The Flinders Ranges in South Australia is bustling with some iconic Australian animals including three species of Kangaroo (Red, Western Grey and Euro), the Yellow-footed Rock Wallaby, Emu and the occasional echidna. In fact it would not be unreasonable to find both main animals on the Australian Coat of Arms standing next to each other (Kangaroo and Emu). Additionally, all these wonderful creatures are found in a stunning landscape of old hills filled with ancient rocks (and sometimes ancient fossils) covered in beautiful Australian vegetation.
I have spent a reasonable amount of time traveling around the Flinders rangers for both work and play, and I encounter one resident particularly frequently, the Wallaroo or Euro. While traipsing along old hills, dodging spinifex and occasionally sliding on the red-brown rock fragments, familiar ears pop up from behind the spiny vegetation. A few more steps forward and I am met with a hiss and a thump of the feet, before a Euro bounds down the hill slope alerting others to the intruder. The males at up to 60 kg can weigh almost as much as me, but the females only get to about half that size. They are generally solitary, but they can be found at much higher densities like in the Flinders Ranges with sometimes a dozen or more on one hill slope. They differ from other Kangaroos because they are stockier, have longer courser fur, and a bare nose pad.
Sometimes the Euros are not so keen to disappear and sit reasonably contently in the shade in a dusty hip hole during the day. In the evening they get ready for a drink and then off to feed on some vegetation. Unfortunately, not all encounters are so tranquil, they often feed near roadsides and bound off in unpredictable directions when disturbed. So caution is required while driving.

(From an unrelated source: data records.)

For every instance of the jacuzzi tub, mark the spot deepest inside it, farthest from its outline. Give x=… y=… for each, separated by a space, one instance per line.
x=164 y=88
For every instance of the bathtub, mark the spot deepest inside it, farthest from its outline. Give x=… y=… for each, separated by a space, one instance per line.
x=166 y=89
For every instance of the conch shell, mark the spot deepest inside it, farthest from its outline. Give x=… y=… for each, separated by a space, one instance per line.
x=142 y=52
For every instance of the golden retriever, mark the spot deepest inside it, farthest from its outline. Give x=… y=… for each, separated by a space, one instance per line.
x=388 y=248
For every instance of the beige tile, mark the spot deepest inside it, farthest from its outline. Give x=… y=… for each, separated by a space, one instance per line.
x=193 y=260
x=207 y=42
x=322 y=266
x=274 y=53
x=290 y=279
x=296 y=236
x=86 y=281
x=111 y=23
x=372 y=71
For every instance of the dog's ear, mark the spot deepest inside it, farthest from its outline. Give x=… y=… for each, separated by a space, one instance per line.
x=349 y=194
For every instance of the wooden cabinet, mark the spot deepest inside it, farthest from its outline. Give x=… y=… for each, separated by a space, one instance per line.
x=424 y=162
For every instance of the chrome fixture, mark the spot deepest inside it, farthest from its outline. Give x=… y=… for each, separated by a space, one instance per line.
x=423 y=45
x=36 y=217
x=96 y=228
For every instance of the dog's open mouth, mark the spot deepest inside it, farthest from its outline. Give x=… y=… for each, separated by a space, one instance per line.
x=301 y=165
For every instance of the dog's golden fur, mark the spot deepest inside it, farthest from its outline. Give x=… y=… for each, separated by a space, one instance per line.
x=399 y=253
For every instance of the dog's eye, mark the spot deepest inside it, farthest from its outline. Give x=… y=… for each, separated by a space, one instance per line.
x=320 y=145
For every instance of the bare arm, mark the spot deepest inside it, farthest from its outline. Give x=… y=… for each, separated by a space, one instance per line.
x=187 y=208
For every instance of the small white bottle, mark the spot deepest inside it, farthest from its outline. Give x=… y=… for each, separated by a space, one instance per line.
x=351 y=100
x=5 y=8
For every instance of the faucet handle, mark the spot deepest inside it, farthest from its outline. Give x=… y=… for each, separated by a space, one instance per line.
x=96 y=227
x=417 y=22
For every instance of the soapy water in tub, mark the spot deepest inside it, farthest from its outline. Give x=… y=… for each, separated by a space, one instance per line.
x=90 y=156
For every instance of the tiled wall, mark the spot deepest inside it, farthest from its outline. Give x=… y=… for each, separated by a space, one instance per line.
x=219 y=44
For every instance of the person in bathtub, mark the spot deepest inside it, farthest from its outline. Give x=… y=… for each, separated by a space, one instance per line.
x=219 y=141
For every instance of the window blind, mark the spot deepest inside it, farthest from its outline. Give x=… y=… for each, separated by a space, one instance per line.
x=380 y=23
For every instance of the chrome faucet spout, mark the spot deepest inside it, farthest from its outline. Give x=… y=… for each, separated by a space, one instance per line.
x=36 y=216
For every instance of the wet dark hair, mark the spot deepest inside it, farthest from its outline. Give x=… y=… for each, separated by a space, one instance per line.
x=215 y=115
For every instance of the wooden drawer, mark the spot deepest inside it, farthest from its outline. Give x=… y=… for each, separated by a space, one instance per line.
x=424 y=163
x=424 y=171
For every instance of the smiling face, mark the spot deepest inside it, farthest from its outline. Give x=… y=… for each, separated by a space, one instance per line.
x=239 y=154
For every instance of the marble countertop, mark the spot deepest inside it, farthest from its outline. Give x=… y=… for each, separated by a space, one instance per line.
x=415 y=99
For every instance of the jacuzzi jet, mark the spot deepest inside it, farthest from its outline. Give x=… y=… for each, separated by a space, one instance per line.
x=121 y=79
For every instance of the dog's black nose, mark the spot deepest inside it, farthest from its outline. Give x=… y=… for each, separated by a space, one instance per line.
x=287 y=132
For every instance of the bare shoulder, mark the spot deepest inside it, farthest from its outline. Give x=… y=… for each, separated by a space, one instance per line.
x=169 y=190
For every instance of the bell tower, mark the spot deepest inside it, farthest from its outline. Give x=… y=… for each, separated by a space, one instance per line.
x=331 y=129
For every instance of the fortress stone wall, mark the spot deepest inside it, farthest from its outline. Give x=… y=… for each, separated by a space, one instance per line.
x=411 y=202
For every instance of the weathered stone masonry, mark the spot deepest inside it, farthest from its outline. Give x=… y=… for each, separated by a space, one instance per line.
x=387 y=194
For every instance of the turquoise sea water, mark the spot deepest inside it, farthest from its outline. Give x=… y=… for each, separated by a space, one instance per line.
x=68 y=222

If I was to ascribe one word to the Euro, it would probably be cute. Being a stockier build and more fuzzy than the Red and Grey Kangaroos this gives the Euro more of a teddy bear look which is exemplified in the joeys with their slightly clumsy manner. After being born the joey spends 8-8.5 months in the pouch before being weaned at 15 – 17 months old. Not long after giving birth the females can mate again, but after the fertilised egg has undergone some development it can go into a suspended animation type state until the current joey reduces its suckling. By the time the new joey is born the older joey is evicted from the pouch.
Euros are one of the more easily seen of iconic Australian fauna. They are in the more arid parts of Australia associated with rocky hills or ranges and the search for them can take you to some absolutely stunning landscapes like the Flinders Rangers. They are very cute and if you spend some time watching them their individual characters begin to show.